My recent interview with Lateral Action got me thinking about “Myth”:
The way artists market themselves is by having a great story, by having a “Myth”. Telling anecdotal stories about Warhol, Pollack, Basquiat, Van Gogh is both (A) fun and (B) has a mythical dimension… if they didn’t, they wouldn’t have had movies made about them. The art feeds the myth. The myth feeds the art.
We all know how mythologies build up around art and artists, that over time informs the artist’s work itself.
Warhol’s weirdly destructive social scene at The Factory in the 1960s. Pollack’s excessive drinking. Van Gough’s descent into madness. Keith Haring’s wild party times in the New York gay scene…
Let’s say you spent a sizable chunk of money on a work by an artist you love. Let’s just say you couldn’t really justify it financially, you probably couldn’t afford it, but dammit, you just HAD to have it.
Let’s say you’re showing off the work to a friend, which is now proudly hanging in your office. Let’s say your friend never heard of the artist before.
“What???” your friend says, “You spent HOW MUCH on that? But it’s only some green and blue blotches!”
So you give your friend some background information. You tell him how famous the guy was back in New York in the 1970s, how “Breakthrough” his work was at the time, how he was influenced by Famous Artists A, B and C, and how he went on to influence Later Famous Artists X, Y and Z. You tell anecdotal stories about his tumultuous marriage to a famous, Japanese novelist [who’s work is also now making a comeback], and his up-and-down, booze-soaked relationship with Famous Artist K, his brief, heartbreaking love affair with Famously Tragic Socialite P, his battle with alcohol and drugs, and the old farm he retired to up in Woodstock, New York.

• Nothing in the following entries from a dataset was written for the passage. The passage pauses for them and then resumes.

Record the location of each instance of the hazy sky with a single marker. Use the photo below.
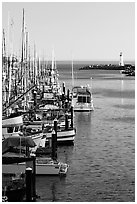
(89, 30)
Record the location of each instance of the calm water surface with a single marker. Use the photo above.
(102, 160)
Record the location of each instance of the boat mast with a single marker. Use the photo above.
(72, 74)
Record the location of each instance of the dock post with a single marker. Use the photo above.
(72, 113)
(66, 121)
(28, 184)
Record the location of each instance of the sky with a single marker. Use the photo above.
(79, 30)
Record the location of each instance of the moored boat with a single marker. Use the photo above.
(82, 99)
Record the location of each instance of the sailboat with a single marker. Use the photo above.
(82, 99)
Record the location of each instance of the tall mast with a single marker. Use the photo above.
(22, 52)
(72, 74)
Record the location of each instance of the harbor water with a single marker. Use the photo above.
(102, 160)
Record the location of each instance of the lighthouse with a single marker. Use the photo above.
(121, 63)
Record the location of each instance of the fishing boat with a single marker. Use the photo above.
(82, 99)
(63, 136)
(44, 166)
(11, 126)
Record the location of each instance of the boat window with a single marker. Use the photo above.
(88, 99)
(84, 99)
(16, 129)
(80, 99)
(10, 129)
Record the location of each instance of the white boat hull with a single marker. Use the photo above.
(41, 169)
(63, 136)
(82, 107)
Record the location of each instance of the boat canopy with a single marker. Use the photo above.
(17, 141)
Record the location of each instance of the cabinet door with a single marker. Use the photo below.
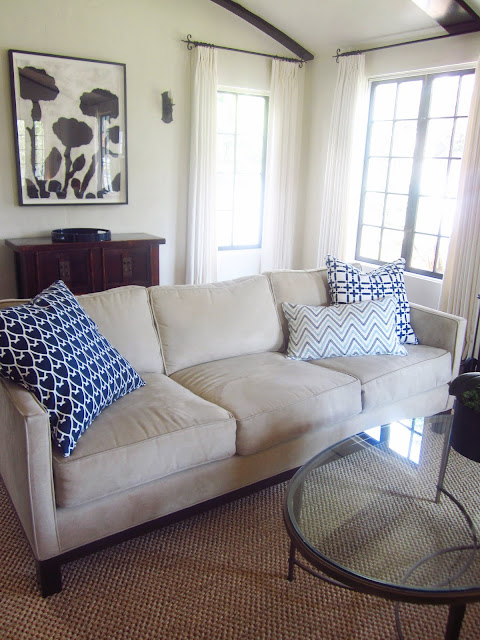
(129, 265)
(72, 266)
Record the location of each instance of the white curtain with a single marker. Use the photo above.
(282, 169)
(461, 281)
(340, 201)
(201, 258)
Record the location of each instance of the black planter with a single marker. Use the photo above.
(465, 436)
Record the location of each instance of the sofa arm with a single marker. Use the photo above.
(26, 466)
(440, 329)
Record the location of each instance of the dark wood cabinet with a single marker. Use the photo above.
(86, 267)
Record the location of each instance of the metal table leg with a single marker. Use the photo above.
(454, 622)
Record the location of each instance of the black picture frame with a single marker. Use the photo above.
(70, 129)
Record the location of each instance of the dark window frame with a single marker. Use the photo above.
(245, 92)
(414, 190)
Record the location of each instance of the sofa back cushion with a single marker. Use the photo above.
(307, 287)
(123, 315)
(202, 323)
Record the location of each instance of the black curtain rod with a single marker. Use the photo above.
(193, 43)
(398, 44)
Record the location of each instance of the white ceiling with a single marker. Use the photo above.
(322, 26)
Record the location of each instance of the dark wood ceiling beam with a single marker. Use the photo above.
(455, 16)
(266, 27)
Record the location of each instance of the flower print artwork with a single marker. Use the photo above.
(70, 124)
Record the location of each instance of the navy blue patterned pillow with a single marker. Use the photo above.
(52, 348)
(348, 284)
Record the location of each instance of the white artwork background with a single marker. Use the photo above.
(73, 78)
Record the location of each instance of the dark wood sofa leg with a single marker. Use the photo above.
(50, 576)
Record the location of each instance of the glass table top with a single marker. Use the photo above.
(365, 508)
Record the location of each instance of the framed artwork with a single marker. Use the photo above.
(70, 129)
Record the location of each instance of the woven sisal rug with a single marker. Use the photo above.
(220, 575)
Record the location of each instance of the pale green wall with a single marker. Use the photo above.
(145, 35)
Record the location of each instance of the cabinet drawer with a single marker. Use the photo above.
(73, 267)
(126, 266)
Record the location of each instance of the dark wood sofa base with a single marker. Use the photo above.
(50, 571)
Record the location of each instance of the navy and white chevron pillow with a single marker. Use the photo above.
(361, 328)
(53, 348)
(348, 284)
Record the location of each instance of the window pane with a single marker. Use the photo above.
(380, 139)
(439, 136)
(466, 91)
(423, 255)
(400, 173)
(224, 191)
(459, 137)
(251, 115)
(429, 213)
(395, 211)
(241, 136)
(370, 242)
(453, 178)
(442, 255)
(249, 154)
(408, 100)
(404, 137)
(391, 245)
(384, 101)
(434, 177)
(224, 228)
(448, 214)
(411, 177)
(247, 210)
(225, 152)
(377, 174)
(373, 208)
(444, 96)
(226, 112)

Hopefully by the time you are done with your story, though he may not end up being a collector of the artist himself, he at least will understand more clearly the work’s resonance, and why you made the purchase.
And of course, so will you. Because it wasn’t just your friend who needed to hear the story. You needed to hear the story, as well. You needed to be able to tell yourself that story, that story NEEDED TO EXIST, or else you simply would have not bought the painting in the first place. Without the story, without the “Myth”, you could not have justified purchasing the work to yourself [let alone your wife].
We don’t just do this for $40K works of art, we use the some mythological techniques when we buy computers, breakfast cereal, or bars of soap. Our lives are only as meaningful as the myths we can create for ourselves. And we like to create myths around the objects that fill up our lives. That’s what “Branding” is all about.
The more I think about marketing art, the more I think how what I’m learning applies to marketing everything else. Because art is not particularly utilitarian, the myth is key.
And unless you can understand the myth that informs whatever product you’re trying to sell, the harder your job will be. The more you can TRULY understand the myth, the bigger an edge you will have over your competition. I am right on this one.